Versailles also saw a flat refusal of a Japanese request for the official endorsement of racial equality. They wanted it agreed that the Yellow Race and White Race were in principle equals, and were of course refused, because a majority of Europeans and US citizens were dedicated believers in White Superiority.

Woodrow Wilson was worse than most. His family came from Virginia, his father had served as a chaplain in the Confederate Army. Woodrow Wilson remained his alignment, even though much of his career was made north of the Mason-Dixon Line. The silent-era film Birth Of A Nation drew heavily on his works, remarks like “The white men were roused by a mere instinct of self-preservation… until at last there had sprung into existence a great Ku Klux Klan, a veritable empire of the South, to protect the Southern country.” (IMDb entry for the film.)

According to the Wikipedia, Wilson disliked the film itself, which is indeed a pack of lies on everything except the purely military details of the US Civil War. But he was “personal friend of Thomas Dixon, author of the novel The Clansman upon which the film is based.”

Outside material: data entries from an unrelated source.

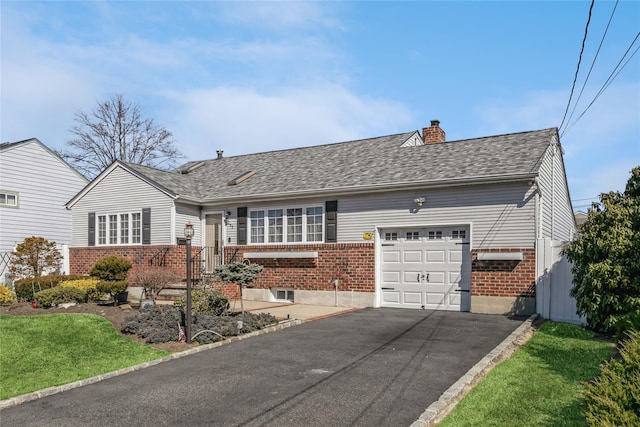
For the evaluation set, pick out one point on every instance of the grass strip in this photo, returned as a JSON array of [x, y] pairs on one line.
[[37, 352], [540, 385]]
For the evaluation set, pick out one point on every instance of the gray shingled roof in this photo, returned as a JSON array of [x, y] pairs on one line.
[[358, 165]]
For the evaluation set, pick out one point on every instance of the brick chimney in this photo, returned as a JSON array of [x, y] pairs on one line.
[[433, 134]]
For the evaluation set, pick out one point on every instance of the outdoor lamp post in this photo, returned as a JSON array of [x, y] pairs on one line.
[[188, 233]]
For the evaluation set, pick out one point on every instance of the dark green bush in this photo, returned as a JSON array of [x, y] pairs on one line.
[[112, 267], [25, 288], [161, 324], [59, 295], [154, 323], [207, 302], [112, 287], [613, 399]]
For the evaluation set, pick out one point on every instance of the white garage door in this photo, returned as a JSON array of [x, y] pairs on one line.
[[426, 268]]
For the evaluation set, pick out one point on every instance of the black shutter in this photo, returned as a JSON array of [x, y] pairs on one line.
[[242, 226], [92, 229], [331, 221], [146, 226]]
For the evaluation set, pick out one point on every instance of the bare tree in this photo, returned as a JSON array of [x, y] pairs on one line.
[[117, 130]]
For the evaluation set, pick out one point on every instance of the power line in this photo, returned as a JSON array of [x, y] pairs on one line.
[[575, 78], [606, 30], [609, 80]]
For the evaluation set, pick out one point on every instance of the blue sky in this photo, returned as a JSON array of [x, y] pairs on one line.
[[260, 76]]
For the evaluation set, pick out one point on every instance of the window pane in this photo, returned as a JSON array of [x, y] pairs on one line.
[[102, 230], [257, 226], [275, 226], [294, 225], [314, 224], [124, 228], [113, 229], [135, 227]]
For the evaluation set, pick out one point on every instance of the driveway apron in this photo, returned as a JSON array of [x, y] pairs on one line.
[[369, 367]]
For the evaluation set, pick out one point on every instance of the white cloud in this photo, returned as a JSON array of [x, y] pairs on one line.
[[240, 120]]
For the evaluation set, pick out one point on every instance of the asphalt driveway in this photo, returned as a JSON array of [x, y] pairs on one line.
[[379, 367]]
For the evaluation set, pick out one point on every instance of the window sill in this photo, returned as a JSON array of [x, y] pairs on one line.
[[262, 255]]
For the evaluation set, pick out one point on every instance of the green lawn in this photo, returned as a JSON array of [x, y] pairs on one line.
[[540, 385], [43, 351]]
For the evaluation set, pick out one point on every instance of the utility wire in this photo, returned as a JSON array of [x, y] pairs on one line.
[[575, 78], [575, 105], [608, 82]]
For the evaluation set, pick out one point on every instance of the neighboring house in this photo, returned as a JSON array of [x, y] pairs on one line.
[[405, 220], [35, 184], [581, 217]]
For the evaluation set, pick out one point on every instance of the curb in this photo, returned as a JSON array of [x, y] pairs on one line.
[[438, 410], [23, 398]]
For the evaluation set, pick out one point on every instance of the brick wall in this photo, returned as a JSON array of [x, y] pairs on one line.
[[353, 264], [504, 278], [81, 260]]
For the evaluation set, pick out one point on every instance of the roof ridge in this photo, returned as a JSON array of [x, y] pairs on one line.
[[301, 148]]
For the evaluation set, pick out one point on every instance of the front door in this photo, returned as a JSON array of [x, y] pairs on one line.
[[213, 241]]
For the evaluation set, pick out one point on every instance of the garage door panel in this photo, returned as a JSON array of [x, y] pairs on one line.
[[436, 256], [412, 256], [391, 276], [435, 298], [413, 298], [411, 277], [455, 256], [391, 256], [426, 270], [436, 277], [392, 297]]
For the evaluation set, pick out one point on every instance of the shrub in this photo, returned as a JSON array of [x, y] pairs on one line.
[[87, 284], [59, 295], [613, 399], [33, 257], [113, 288], [206, 302], [6, 296], [112, 267], [152, 279], [154, 323], [161, 324], [26, 288]]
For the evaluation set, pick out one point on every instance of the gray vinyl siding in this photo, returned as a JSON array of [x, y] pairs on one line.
[[188, 213], [44, 184], [501, 216], [557, 220], [121, 192]]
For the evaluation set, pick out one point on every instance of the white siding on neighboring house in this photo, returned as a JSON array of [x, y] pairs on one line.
[[501, 215], [44, 184], [121, 192]]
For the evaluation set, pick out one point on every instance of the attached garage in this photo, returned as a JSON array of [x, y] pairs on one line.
[[425, 268]]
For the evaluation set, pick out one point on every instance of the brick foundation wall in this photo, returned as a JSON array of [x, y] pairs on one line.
[[504, 278], [81, 260], [353, 264]]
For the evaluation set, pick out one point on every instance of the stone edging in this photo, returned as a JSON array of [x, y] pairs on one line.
[[450, 398], [17, 400]]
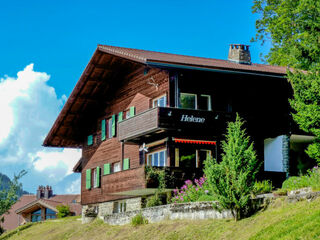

Professor Fukuyama should have learned the basics of history before declaring it ended. The USA could have established a few decades of hegemony after the Soviet collapse, but only if they had copied the system that worked well after 1945, state-led help and open-handed generosity to anyone willing to be on their side.

President Franklin Roosevelt was everything that Woodrow Wilson was not. The peace made in 1945 lasted right through to 1989. The Soviet collapse happened because Roosevelt ignored doctrinaire capitalism when it got in the way of national prosperity. The New Right unpicked enough of the Roosevelt system to produce a sharp economic downturn in 1987, but then switched back to classic spend-and-tax when market forces were pulling the economy towards another Great Depression.